Ils comparent leurs résultats au démon de Maxwell, une expérience de pensée réalisée en 1867 par le physicien James Clerk Maxwell.
Maxwell a proposé que si un minuscule démon quantique était assis à la porte entre deux pièces tièdes et ne laissait passer que les particules se déplaçant à une certaine vitesse, il pourrait contrôler efficacement le flux de température, en faisant en sorte qu’une pièce se réchauffe tandis que l’autre se refroidit.
“Le démon ne laisserait passer que les choses chaudes dans un sens et les choses froides dans l’autre”, explique Thompson pour Popular Mechanics. “Essentiellement, le démon pouvait démélanger le mélange”

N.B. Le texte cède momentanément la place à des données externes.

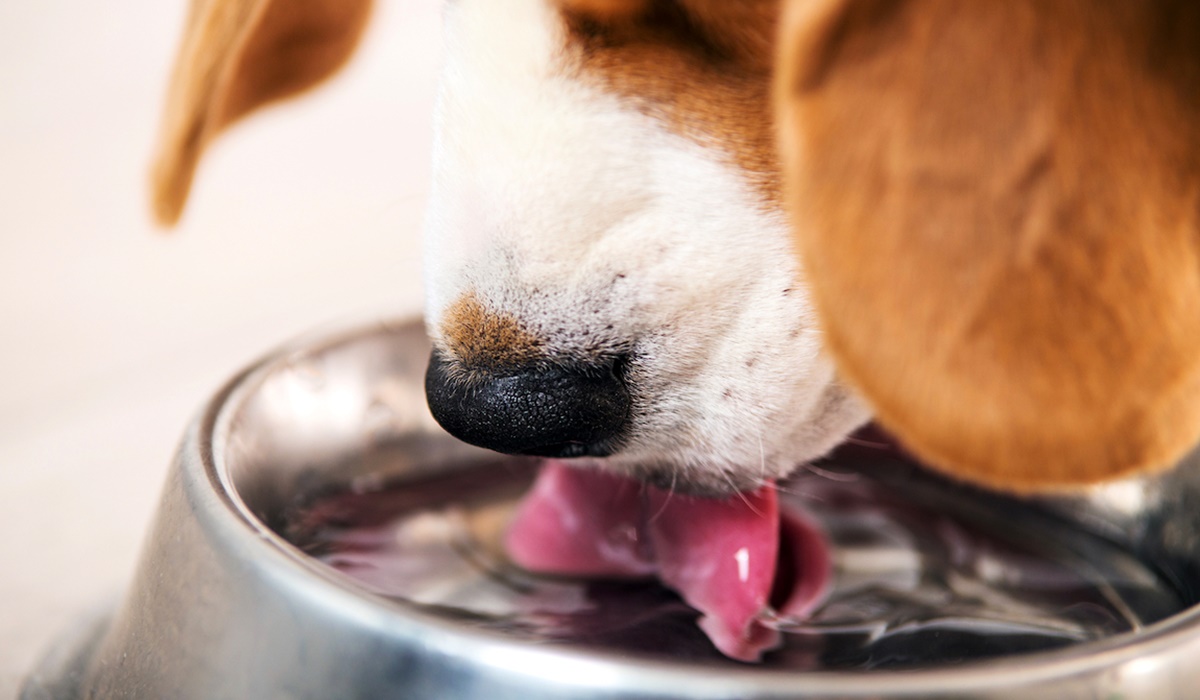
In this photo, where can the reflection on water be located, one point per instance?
(921, 578)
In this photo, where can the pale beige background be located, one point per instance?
(111, 334)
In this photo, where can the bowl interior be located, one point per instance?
(330, 446)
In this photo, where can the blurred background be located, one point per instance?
(113, 333)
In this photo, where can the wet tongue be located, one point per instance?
(720, 556)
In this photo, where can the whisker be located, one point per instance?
(675, 478)
(831, 474)
(741, 495)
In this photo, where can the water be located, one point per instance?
(922, 575)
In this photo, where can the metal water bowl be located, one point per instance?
(223, 605)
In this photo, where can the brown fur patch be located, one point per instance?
(702, 67)
(235, 57)
(479, 339)
(999, 210)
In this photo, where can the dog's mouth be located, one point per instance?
(743, 562)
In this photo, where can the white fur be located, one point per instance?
(600, 231)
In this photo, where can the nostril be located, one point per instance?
(549, 408)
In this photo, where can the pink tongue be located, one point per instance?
(720, 556)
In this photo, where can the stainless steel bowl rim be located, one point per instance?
(1134, 652)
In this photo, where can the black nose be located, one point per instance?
(550, 410)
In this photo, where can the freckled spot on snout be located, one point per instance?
(479, 337)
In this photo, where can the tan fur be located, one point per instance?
(702, 67)
(999, 208)
(237, 55)
(997, 204)
(478, 339)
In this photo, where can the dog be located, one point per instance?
(701, 241)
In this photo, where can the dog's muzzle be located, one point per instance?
(558, 410)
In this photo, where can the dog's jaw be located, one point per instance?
(599, 232)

L’équipe d’Argonne Lab a maintenant poussé les choses un peu plus loin en proposant un modèle mathématique qui montre comment on pourrait créer un système quantique où il y a un “gain d’entropie négatif” temporaire – en d’autres termes, une diminution de l’entropie.
“Bien que la violation ne soit qu’à l’échelle locale, les implications sont d’une grande portée”, a déclaré l’un des membres de l’équipe, Valerii Vinokur. “Cela nous fournit une plate-forme pour la réalisation pratique d’un démon de Maxwell quantique, qui pourrait rendre possible une machine à mouvement perpétuel quantique locale.”
Il s’agit d’un concept de haut niveau – et profondément controversé – mais les chercheurs prévoient d’élargir leur équipe afin de pouvoir concevoir un système de preuve de concept basé sur leur modèle de théorème H quantique.
Nous devrons attendre et voir s’ils y parviennent.
La recherche a été publiée dans Scientific Reports.